In my last post of this series I compared a Variational Autoencoder [VAE] with only a tiny amount of KL-loss to a standard Autoencoder [AE]. See the links at
Variational Autoencoder with Tensorflow – XIII – Does a VAE with tiny KL-loss behave like an AE? And if so, why?
for more information and preparational posts.
Both the Keras models for the VAE and the AE were trained on the CelebA dataset of images of human heads. We found a tight similarity regarding the clustering of predicted data points for the training and test data in the latent space. In addition the VAE with tiny KL loss failed to reconstruct reasonable human face images from arbitrarily chosen points in the latent space. Just as a standard AE does. In forthcoming posts we will continue to study the relation between VAEs and AEs.
But in this post I want to briefly point out an interesting technical problem which may arise when you start to tests predictions for certain data samples after a training phase. Your Encoder or Decoder models may include parameters which you want to experiment with when predicting results for interesting input data. This raises the question whether we can vary such parameters at inference time. Actually, this was not quite as easy as it seemed to be when I started with respective experiments. To perform them I had to learn two aspects of Keras models I had not been aware of before.
How to switch of the z-point variation at inference time?
In my particular case the starting point was the following consideration:
At inference time there is no real need for using the logvar-based variation around mu-values predicted by the Encoder.
The variation in z-point values in VAEs is done by adding a statistical value to mu-values. The added term is based on a log_var value multiplied by a statistically fluctuating factor “epsilon”, which comes from a normal Gaussian distribution around zero. mu, therefore, is the center of a distribution a specific input tensor is mapped to in latent space for consecutive predictions. The mu- and log_var-values depend on weights of two dense layers of the Encoder and thus indirectly on the optimization during training.

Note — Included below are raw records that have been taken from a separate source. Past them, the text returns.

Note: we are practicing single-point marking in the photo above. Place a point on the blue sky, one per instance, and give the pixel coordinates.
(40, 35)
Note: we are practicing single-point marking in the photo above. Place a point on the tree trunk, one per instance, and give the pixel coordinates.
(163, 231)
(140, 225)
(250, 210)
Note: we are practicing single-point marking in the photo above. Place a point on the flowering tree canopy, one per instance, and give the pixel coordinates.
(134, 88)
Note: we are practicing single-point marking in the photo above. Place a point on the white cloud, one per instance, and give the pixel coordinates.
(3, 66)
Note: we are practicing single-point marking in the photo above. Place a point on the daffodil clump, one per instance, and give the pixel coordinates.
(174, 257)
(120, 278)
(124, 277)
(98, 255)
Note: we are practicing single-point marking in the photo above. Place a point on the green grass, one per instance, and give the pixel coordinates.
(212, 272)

But while the variation is essential during training one may NOT regard it necessary for predictions. During inference we may in some experiments have good reasons to only refer to the central mu value when predicting a z-point in latent space. For test and analysis purposes it could be interesting to omit the log_var contribution.
The question then is: How we can switch off the log_var component for the Encoder’s predictions, i.e. predictions of our Keras based encoder model?

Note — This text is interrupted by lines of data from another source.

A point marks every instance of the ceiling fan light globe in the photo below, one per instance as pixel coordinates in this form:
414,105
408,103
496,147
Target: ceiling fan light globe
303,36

One idea is to include variables of a Python class hosting the Keras models for the Encoder, Decoder and the composed VAE in the function for the calculation of z-point vectors.
The mu-, logvar and sampling layers of the VAE’s Encoder model encapsulated in a Python class
During this post series we have encapsulated the code for Encoder, Decoder and resulting VAE models in a Python class. Remember that the Encoder produced its output, namely z-points in the latent space via two “dense” Keras layers and a sampling layer (based on a Keras Lambda-layer). The dense layers followed a series of convolutional layers and gave us mu and log_var values. The Lambda-layer produced the eventual z-point-vector including the variation. In my case the code fragments for the layers look similar to the following ones:
# .... Layer model of the Encoder part
...
... # Definition of an input layer and multiple Conv2D layers
...
# "Variational" part - 2 Dense layers for a statistical distribution of z-points
self.mu = Dense(self.z_dim, name='mu')(x)
self.log_var = Dense(self.z_dim, name='log_var')(x)
# Layer to provide a z_point in the Latent Space for each sample of the batch
self._encoder_output = Lambda(z_point_sampling, name='encoder_output')([self.mu, self.log_var])
...
# The Encoder model
self.encoder = Model(inputs=self._encoder_input, outputs=[self._encoder_output, self.mu, self.log_var], name="encoder")
...
The “self” refers to a class “MyVariationalAutoencoder” comprising the Encoder’s, Decoder’s and the VAE’s model and layer structures. See for details and explained code fragments of the class e.g. the posts around Variational Autoencoder with Tensorflow 2.8 – X – VAE application to CelebA images.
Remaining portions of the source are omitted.